Apache Hadoop High Availability
Also available as:
PDF
loading table of contents...

Use Cases and Failover Scenarios

This section provides information on the use cases and failover scenarios for high availability (HA) in the Hive metastore.

Use Cases

The metastore HA solution is designed to handle metastore service failures. Whenever a deployed metastore service goes down, metastore service can remain unavailable for a considerable time until service is brought back up. To avoid such outages, deploy the metastore service in HA mode.

Deployment Scenarios

Hortonworks recommends deploying the metastore service on multiple boxes concurrently. Each Hive metastore client will read the configuration property hive.metastore.uris to get a list of metastore servers with which it can try to communicate.

<property>
 <name> hive.metastore.uris </name>
 <value> thrift://$Hive_Metastore_Server_Host_Machine_FQDN </value>
 <description> A comma separated list of metastore uris on which metastore service is running </description>
</property>

Note that the relational database that backs the Hive metastore itself should also be made highly available using the best practices defined for the database system in use.

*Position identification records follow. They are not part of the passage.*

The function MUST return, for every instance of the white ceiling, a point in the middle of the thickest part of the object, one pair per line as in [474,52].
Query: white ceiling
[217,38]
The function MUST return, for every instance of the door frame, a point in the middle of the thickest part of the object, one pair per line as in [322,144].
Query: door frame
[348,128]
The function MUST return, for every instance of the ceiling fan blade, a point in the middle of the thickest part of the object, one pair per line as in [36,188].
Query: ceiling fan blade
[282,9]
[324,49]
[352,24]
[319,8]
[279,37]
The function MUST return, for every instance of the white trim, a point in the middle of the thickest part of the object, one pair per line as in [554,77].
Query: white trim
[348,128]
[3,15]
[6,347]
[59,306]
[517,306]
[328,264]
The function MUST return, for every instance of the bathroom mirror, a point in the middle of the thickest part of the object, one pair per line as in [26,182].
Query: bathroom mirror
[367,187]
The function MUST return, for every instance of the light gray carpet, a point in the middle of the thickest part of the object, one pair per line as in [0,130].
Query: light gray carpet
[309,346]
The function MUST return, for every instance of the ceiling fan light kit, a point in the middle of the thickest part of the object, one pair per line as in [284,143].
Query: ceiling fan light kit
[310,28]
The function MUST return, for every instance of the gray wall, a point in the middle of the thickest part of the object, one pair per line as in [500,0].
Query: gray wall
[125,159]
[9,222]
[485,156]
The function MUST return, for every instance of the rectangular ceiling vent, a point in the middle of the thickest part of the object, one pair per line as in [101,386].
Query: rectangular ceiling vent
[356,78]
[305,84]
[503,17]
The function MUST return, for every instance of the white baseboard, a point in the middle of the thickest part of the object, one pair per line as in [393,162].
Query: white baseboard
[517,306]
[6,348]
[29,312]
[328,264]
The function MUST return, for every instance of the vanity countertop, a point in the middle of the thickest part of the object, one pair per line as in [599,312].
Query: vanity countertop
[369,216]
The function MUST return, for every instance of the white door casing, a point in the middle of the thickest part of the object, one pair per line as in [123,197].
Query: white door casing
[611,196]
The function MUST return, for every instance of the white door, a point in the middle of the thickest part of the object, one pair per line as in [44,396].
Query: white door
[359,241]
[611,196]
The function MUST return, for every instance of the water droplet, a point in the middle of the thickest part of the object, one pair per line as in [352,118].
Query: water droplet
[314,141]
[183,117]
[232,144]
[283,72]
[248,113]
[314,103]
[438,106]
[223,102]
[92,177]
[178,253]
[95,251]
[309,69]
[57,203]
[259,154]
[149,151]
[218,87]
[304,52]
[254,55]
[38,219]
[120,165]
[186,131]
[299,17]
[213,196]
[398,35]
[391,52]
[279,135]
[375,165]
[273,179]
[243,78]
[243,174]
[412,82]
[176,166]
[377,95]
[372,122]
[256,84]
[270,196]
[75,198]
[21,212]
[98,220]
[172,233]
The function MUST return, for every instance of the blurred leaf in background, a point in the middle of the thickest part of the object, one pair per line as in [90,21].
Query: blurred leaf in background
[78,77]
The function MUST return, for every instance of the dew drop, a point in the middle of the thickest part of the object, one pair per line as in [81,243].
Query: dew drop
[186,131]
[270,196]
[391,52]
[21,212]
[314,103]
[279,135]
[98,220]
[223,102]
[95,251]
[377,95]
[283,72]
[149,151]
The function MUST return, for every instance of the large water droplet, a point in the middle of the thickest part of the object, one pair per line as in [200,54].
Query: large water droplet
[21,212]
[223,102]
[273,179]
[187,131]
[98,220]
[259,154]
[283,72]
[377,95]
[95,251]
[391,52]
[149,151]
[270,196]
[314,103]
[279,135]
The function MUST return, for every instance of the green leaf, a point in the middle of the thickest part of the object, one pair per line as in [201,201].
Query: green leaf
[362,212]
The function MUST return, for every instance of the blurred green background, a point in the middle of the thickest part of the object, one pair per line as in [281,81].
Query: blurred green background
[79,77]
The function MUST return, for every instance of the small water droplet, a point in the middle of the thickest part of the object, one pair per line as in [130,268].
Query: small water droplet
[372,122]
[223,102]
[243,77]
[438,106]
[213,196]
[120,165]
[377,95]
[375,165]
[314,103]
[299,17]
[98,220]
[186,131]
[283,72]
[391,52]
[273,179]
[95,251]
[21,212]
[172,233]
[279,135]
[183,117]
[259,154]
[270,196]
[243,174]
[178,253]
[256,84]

In the case of a secure cluster, add the following configuration property to the hive-site.xml file for each metastore server:

<property>
 <name> hive.cluster.delegation.token.store.class</name>
 <value>org.apache.hadoop.hive.thrift.ZooKeeperTokenStore</value>
</property>

Failover Scenario

The Hive metastore client randomly chooses a metastore URI when multiple metastores are configured, which helps in load-balancing.